VIXY collar positions are structurally neutral (protective); the modeled P&L assumes European-style exercise at expiration and ignores early assignment, transaction costs, dividends paid before expiry on the stock leg (when present), and the bid-ask spread on the listed chain. VIXY positions also carry Financial Services sector concentration risk; news flow inside the sector (peer earnings, regulatory shifts, supply-chain headlines) can move VIXY alongside the broader basket even when VIXY-specific fundamentals are unchanged. Always rebuild the position from current VIXY chain quotes before placing a trade.

Frequently asked questions

What is a collar on VIXY?
A collar on VIXY is the collar strategy applied to VIXY (etf). The strategy is structurally neutral (protective): A collar pairs long stock with a protective out-of-the-money put financed by a short out-of-the-money call, capping both tails of the position around the current spot. With VIXY etf trading near $21.26, the strikes shown on this page are snapped to the nearest listed VIXY chain strike and the premiums come straight from the end-of-day bid/ask midpoint.
How are VIXY collar max profit and max loss calculated?

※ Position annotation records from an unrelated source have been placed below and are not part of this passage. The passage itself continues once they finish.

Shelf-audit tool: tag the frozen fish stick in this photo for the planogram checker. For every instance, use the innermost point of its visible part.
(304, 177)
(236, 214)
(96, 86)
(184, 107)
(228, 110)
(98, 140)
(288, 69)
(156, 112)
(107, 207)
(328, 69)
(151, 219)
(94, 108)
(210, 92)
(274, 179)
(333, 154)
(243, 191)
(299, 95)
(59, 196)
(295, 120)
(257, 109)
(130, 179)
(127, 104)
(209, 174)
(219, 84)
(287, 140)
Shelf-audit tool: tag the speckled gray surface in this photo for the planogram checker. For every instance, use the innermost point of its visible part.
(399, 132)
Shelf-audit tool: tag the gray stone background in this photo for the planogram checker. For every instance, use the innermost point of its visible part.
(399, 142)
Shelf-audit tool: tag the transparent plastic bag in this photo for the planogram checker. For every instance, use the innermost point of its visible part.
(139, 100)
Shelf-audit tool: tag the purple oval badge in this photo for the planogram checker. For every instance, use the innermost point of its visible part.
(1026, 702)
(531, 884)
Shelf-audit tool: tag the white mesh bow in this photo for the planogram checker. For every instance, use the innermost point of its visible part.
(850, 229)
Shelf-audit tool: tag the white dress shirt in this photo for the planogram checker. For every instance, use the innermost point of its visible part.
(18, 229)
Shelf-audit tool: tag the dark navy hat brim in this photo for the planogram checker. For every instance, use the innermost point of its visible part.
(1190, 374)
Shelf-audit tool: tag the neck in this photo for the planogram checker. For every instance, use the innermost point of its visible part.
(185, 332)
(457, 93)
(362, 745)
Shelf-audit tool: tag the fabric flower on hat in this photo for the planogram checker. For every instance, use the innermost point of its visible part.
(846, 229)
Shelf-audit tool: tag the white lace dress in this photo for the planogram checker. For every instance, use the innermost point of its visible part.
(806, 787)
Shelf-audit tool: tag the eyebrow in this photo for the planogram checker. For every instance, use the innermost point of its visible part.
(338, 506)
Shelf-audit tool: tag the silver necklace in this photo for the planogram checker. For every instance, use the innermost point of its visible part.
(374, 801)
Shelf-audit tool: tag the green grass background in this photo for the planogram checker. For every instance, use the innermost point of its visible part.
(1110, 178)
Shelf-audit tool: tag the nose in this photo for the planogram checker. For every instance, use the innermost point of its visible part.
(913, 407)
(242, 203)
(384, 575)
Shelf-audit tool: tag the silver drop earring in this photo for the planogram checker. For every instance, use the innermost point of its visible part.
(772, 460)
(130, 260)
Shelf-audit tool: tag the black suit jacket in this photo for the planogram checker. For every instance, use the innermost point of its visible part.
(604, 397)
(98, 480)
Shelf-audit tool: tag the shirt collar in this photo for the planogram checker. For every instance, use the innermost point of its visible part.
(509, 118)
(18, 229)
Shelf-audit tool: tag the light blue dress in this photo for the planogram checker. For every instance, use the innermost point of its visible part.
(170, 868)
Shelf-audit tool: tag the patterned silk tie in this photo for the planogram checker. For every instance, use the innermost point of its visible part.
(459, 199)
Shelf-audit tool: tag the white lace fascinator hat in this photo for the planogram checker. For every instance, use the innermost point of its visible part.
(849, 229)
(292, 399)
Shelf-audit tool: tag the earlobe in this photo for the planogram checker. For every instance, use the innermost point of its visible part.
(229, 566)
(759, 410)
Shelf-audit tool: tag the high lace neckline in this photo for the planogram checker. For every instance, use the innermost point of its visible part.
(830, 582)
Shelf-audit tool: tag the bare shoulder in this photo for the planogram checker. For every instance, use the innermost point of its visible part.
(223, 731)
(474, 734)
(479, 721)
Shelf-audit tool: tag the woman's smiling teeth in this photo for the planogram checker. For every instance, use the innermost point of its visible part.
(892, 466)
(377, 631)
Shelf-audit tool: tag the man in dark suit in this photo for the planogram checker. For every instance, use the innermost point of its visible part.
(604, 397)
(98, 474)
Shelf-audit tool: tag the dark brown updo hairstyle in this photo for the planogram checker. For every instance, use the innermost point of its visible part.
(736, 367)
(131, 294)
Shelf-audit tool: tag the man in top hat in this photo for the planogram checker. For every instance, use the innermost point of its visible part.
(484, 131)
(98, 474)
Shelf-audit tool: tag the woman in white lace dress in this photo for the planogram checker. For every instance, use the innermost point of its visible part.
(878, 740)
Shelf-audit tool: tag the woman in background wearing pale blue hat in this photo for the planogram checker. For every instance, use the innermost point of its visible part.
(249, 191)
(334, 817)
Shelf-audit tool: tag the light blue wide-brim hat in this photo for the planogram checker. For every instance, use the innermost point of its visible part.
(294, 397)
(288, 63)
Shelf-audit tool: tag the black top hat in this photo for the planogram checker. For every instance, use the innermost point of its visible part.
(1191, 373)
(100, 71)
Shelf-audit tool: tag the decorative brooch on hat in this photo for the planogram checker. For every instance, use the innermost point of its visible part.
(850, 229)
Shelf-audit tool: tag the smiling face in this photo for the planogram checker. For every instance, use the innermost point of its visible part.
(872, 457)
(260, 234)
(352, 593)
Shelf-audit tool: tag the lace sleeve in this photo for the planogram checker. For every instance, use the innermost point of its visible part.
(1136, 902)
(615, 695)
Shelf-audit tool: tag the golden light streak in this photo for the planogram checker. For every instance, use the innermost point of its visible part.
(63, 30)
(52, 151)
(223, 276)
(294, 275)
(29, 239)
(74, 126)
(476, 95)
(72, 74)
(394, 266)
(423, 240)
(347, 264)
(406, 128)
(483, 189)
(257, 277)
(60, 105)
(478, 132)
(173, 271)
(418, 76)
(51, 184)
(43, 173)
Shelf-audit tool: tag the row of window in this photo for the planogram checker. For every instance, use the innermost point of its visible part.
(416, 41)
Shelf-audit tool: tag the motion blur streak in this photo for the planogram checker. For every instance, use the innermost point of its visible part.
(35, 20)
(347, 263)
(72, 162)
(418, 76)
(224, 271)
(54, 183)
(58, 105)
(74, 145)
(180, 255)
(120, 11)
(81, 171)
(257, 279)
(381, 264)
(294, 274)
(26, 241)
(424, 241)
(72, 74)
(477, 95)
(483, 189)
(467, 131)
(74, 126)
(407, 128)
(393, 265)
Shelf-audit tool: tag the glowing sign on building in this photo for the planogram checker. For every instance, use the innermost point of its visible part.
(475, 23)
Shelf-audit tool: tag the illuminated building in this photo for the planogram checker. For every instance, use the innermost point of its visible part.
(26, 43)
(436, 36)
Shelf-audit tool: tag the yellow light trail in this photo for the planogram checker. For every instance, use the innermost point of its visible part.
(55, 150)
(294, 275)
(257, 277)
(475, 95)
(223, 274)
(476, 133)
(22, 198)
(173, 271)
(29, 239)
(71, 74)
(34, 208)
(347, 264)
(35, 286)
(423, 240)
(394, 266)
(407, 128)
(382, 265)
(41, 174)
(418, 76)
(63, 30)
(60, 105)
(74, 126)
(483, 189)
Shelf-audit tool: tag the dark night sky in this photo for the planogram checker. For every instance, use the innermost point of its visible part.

Max profit roughly equals short-call strike minus cost basis plus net premium; max loss roughly equals cost basis minus long-put strike minus net premium. Breakeven shifts by the net premium. For the VIXY collar priced from the end-of-day chain at a 30-day expiry (ATM IV 43.60%), the computed maximum profit is $112.00 per contract and the computed maximum loss is -$88.00 per contract. Live intraday quotes will differ as the chain moves through the trading session.
What is the breakeven for a VIXY collar?
The breakeven for the VIXY collar priced on this page is roughly $20.88 at expiration, derived from end-of-day chain premiums. Breakeven is the underlying price at which the strategy's P&L crosses zero ignoring transaction costs and assignment risk. The current VIXY market-implied 1-standard-deviation expected move is approximately 12.50%; if the move sits well outside the breakeven distance, the structure's risk-reward becomes correspondingly tighter.
When should you consider a collar on VIXY?
Collars on VIXY hedge an existing long VIXY etf position; the long put sets a floor while the short call finances it, often run as a near-zero-cost hedge during expected volatility windows.
How does current VIXY implied volatility affect this collar?
VIXY ATM IV is at 43.60% with IV rank near 8.66%, which is on the low end of its 1-year range. Premium-buying structures (long call, long put, debit spreads) are relatively cheap in this regime; premium-selling structures collect less credit per unit risk.